In August 2012, Elliot was named the Blue Bombers starting quarterback. In his first start on Aug. 16, the Bombers defeated the Hamilton Tiger-Cats by a score of 32–25. He completed 33 of 43 passes for 406 yards and a touchdown, becoming the first Blue Bomber quarterback to throw for over 400 yards since 2009, and was named the CFL's Offensive Player of the Week twice.
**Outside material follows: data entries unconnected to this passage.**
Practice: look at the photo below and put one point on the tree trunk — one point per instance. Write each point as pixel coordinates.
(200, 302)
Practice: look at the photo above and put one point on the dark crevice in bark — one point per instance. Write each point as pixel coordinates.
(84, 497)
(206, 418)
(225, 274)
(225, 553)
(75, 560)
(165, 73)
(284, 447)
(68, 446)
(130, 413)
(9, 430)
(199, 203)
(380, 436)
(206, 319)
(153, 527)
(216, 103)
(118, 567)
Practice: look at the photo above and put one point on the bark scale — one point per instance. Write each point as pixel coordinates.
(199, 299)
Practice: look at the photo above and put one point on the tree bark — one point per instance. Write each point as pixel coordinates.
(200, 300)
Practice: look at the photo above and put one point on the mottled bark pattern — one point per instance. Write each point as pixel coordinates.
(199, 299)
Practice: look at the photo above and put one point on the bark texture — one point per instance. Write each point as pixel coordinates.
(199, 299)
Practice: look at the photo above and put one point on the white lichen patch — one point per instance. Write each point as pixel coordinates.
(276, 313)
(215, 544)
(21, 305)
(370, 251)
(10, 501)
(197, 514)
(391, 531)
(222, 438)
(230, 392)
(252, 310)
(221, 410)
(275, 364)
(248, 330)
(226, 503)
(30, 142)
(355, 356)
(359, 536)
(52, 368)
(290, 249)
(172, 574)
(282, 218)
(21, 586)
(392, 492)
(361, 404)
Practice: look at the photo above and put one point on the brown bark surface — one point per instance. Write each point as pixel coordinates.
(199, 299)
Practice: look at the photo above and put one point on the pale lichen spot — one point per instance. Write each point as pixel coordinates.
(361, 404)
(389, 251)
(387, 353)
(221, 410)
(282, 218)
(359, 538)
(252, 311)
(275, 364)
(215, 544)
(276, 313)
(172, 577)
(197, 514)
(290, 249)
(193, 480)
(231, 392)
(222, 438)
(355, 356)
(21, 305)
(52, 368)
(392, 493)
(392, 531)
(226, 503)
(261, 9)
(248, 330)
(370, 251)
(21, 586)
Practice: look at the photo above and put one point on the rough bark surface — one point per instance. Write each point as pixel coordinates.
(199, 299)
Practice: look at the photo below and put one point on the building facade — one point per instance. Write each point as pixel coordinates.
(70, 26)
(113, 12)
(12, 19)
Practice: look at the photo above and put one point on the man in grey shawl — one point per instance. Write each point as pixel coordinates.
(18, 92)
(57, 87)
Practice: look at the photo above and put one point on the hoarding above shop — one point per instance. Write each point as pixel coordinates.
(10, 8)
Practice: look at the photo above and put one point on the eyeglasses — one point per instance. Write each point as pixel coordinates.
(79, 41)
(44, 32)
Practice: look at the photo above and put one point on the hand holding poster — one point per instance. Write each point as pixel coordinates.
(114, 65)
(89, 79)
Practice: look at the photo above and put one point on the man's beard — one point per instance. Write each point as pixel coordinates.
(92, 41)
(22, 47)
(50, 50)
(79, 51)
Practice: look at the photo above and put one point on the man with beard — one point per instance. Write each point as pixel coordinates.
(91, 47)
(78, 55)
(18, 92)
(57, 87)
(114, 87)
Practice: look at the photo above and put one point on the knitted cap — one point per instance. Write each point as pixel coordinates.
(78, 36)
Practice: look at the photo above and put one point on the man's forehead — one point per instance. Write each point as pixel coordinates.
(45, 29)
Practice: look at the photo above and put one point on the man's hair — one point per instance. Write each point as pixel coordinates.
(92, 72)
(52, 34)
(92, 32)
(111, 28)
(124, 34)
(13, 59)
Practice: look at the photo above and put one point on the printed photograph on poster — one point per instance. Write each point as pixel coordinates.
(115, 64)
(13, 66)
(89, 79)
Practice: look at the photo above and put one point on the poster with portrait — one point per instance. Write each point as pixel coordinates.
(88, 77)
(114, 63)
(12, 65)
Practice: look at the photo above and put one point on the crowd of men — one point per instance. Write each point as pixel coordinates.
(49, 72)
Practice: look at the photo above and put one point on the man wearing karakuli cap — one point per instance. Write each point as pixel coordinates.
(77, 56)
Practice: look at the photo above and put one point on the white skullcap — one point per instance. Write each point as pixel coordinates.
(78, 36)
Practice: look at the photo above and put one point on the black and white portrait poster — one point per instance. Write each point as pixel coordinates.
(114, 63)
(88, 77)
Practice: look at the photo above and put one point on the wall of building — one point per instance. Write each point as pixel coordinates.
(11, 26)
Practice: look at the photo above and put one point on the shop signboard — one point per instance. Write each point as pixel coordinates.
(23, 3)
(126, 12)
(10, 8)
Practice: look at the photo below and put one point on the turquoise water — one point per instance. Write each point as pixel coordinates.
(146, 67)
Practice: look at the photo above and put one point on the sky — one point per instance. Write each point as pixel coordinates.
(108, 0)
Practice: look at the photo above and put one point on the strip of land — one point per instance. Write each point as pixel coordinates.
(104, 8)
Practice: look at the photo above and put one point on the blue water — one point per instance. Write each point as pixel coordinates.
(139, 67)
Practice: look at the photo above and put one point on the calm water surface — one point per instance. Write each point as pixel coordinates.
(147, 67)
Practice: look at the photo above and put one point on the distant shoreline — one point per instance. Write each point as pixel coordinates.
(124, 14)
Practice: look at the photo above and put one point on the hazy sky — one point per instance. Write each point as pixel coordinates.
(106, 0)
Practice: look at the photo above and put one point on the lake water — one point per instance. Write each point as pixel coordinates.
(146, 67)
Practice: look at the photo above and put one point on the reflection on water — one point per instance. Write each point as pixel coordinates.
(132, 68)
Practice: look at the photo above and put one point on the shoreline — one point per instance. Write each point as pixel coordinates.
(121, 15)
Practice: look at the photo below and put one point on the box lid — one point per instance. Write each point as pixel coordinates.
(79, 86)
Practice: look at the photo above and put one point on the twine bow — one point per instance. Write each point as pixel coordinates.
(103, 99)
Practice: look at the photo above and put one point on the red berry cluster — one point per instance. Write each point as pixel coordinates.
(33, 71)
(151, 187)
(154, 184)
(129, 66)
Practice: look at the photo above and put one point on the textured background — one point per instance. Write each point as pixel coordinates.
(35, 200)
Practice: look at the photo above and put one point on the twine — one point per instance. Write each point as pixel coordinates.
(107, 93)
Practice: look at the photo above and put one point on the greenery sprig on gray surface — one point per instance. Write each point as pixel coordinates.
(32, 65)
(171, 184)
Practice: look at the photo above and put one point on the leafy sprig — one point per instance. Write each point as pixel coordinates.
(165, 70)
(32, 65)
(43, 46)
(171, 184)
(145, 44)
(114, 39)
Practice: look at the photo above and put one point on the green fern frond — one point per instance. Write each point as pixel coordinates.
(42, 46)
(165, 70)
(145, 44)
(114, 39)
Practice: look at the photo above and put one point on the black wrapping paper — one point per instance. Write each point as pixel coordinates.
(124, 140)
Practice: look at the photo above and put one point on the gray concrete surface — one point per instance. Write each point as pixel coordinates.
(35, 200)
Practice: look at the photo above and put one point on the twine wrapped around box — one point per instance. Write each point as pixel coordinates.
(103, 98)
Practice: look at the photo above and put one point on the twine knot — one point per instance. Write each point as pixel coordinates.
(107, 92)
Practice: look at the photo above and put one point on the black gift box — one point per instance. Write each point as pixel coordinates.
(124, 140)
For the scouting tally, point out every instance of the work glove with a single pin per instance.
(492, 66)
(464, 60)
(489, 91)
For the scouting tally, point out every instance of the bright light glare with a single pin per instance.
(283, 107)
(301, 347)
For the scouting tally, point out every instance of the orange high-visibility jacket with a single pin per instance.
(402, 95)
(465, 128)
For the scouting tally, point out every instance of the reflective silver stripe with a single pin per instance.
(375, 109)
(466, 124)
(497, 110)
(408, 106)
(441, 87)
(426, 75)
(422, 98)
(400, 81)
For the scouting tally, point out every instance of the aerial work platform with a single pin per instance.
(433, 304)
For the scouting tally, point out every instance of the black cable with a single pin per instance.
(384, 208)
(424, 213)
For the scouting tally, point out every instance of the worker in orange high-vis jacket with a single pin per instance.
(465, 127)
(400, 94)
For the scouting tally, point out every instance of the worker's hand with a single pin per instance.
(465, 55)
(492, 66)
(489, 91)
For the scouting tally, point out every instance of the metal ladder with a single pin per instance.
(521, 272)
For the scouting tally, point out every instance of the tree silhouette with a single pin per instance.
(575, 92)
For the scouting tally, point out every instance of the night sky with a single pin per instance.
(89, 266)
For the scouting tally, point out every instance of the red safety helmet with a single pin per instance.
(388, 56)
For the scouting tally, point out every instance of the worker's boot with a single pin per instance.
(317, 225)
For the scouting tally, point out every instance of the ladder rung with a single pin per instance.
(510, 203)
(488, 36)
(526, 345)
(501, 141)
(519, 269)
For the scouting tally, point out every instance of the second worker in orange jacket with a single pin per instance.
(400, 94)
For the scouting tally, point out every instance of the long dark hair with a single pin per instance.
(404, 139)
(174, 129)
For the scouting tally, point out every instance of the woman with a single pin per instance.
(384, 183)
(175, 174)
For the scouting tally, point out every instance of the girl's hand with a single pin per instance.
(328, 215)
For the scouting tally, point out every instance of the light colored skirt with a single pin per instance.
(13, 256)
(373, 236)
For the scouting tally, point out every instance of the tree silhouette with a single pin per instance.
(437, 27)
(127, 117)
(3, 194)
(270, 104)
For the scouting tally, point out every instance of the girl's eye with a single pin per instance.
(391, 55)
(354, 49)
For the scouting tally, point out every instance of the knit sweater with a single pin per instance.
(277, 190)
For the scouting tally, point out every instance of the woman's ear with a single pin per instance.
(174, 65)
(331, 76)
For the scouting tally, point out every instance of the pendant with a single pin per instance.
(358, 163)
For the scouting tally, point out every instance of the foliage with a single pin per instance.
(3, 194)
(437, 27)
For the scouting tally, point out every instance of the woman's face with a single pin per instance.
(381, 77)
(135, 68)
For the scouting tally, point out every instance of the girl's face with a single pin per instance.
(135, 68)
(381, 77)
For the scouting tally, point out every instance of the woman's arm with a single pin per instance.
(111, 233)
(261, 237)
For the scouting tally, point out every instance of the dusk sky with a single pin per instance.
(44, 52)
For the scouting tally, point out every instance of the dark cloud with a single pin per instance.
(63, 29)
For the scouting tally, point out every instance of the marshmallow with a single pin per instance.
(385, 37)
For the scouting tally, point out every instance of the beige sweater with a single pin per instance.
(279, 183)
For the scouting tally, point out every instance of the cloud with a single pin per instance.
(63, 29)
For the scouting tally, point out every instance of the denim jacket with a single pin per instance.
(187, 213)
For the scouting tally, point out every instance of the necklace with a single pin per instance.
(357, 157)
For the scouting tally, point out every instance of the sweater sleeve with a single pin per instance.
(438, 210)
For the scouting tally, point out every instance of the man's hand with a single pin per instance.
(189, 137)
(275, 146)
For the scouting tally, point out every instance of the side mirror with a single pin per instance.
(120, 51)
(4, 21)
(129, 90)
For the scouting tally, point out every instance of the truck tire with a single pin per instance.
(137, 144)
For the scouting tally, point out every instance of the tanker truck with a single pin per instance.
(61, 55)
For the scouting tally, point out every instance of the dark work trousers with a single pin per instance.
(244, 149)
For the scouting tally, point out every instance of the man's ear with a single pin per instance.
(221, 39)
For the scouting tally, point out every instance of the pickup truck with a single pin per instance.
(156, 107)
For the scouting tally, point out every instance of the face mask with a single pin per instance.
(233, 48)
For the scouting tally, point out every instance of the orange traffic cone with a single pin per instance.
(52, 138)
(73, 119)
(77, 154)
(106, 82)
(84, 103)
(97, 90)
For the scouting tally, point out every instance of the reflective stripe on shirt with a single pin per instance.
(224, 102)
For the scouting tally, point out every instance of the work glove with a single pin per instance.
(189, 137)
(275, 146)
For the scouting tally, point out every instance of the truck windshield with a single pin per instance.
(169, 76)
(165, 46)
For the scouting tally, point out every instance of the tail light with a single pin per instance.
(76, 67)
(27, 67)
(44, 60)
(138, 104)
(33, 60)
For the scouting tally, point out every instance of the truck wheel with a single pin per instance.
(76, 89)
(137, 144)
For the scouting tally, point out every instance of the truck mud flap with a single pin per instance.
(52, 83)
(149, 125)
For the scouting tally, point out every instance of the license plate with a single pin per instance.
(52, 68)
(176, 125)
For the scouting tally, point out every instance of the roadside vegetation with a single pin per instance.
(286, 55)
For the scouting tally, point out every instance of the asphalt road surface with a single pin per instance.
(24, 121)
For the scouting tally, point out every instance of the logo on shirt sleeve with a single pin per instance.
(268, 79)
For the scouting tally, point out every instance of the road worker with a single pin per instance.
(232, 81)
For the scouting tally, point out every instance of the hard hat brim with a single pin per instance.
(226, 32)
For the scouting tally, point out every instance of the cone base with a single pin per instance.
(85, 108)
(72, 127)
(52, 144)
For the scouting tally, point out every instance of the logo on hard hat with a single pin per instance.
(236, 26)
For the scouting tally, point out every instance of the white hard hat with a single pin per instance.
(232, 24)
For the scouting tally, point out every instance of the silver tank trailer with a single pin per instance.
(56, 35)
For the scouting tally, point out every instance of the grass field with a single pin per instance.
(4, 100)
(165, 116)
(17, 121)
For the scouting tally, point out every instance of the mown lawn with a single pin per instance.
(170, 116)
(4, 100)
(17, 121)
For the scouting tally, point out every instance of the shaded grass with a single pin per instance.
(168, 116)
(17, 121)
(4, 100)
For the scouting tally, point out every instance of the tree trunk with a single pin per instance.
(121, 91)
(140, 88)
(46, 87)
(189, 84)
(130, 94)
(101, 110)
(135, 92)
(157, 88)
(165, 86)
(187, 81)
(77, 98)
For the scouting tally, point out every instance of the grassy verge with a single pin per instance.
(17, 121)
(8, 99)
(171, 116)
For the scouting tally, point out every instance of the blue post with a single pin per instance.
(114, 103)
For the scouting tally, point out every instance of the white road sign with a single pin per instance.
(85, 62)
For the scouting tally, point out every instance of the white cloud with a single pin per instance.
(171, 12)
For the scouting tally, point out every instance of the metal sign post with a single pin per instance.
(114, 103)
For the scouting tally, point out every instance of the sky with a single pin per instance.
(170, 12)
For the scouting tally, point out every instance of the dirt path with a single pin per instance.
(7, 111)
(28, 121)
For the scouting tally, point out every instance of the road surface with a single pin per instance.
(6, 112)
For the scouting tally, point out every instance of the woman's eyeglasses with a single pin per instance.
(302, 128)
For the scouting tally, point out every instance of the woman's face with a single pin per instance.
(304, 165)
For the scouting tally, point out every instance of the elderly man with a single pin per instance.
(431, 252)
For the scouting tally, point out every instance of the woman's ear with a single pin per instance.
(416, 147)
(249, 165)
Elliott was released by the Blue Bombers on March 26, 2013.

===BC Lions===
On May 24, 2013, Elliott was signed by the BC Lions as one of their quarterbacks. He was released on September 5, 2013, having not played in any regular season game with the Lions, but was re-signed on September 18, 2013.

===Ottawa Redblacks===
On September 1, 2014, Elliott was signed by the Ottawa Redblacks after their backup Thomas DeMarco was injured for the rest of the 2014 season.

==Career statistics==
===CFL===

Passing; Rushing
Year: Team; Games; Started; Att; Comp; Pct; Yards; TD; Int; Rating; Att; Yards; Avg; Long; TD; Fumb
2010: WPG; 13; 2; 73; 35; 47.9; 435; 2; 3; 59.9; 9; 66; 7.3; 33; 0; 0
2011: WPG; 3; 0; 18; 10; 55.6; 87; 0; 0; 68.5; 2; 8; 4.0; 4; 0; 0
2012: WPG; 17; 7; 280; 170; 60.7; 2101; 5; 12; 72.0; 19; 134; 7.1; 23; 1; 1
2013: BC; 15; 0; 2; 1; 50.0; 0; 0; 0; 56.3; 0; 0; 0.0; 0; 0; 0
2014: OTT; 8; 0; 0; 0; 0.0; 0; 0; 0; 0.0; 0; 0; 0.0; 0; 0; 0
CFL totals: 56; 9; 374; 217; 58.0; 2634; 7; 15; 69.3; 30; 208; 6.9; 30; 1; 1

===College===
Elliott's statistics are as follows:

|  |  |  | Passing |  |  |  |  |  |  | Rushing |  |  |
|---|---|---|---|---|---|---|---|---|---|---|---|---|
| Season | Team | GP | Rating | Att | Comp | Pct | Yds | TD | INT | Att | Yds | TD |
| 2006 | Purdue | 3 | 133.5 | 10 | 6 | 60.0 | 72 | 1 | 1 | 3 | 9 | 0 |
| 2007 | Purdue | 4 | 111.1 | 24 | 13 | 54.2 | 147 | 1 | 1 | 2 | 5 | 0 |
| 2008 | Purdue | 3 | 98.7 | 15 | 8 | 53.3 | 81 | 0 | 0 | 7 | 13 | 1 |
| 2009 | Purdue | 12 | 131.1 | 433 | 267 | 61.7 | 3,026 | 22 | 13 | 87 | 268 | 4 |
|  | Totals | 22 | 129.2 | 482 | 294 | 61.0 | 3,326 | 24 | 15 | 99 | 295 | 5 |

==Executive career==
Elliott was hired by the Indianapolis Colts as a pro scout in May 2016. He was promoted to assistant director of pro scouting in 2024.

==Personal life==
Elliot began a quarterback training camp in 2012.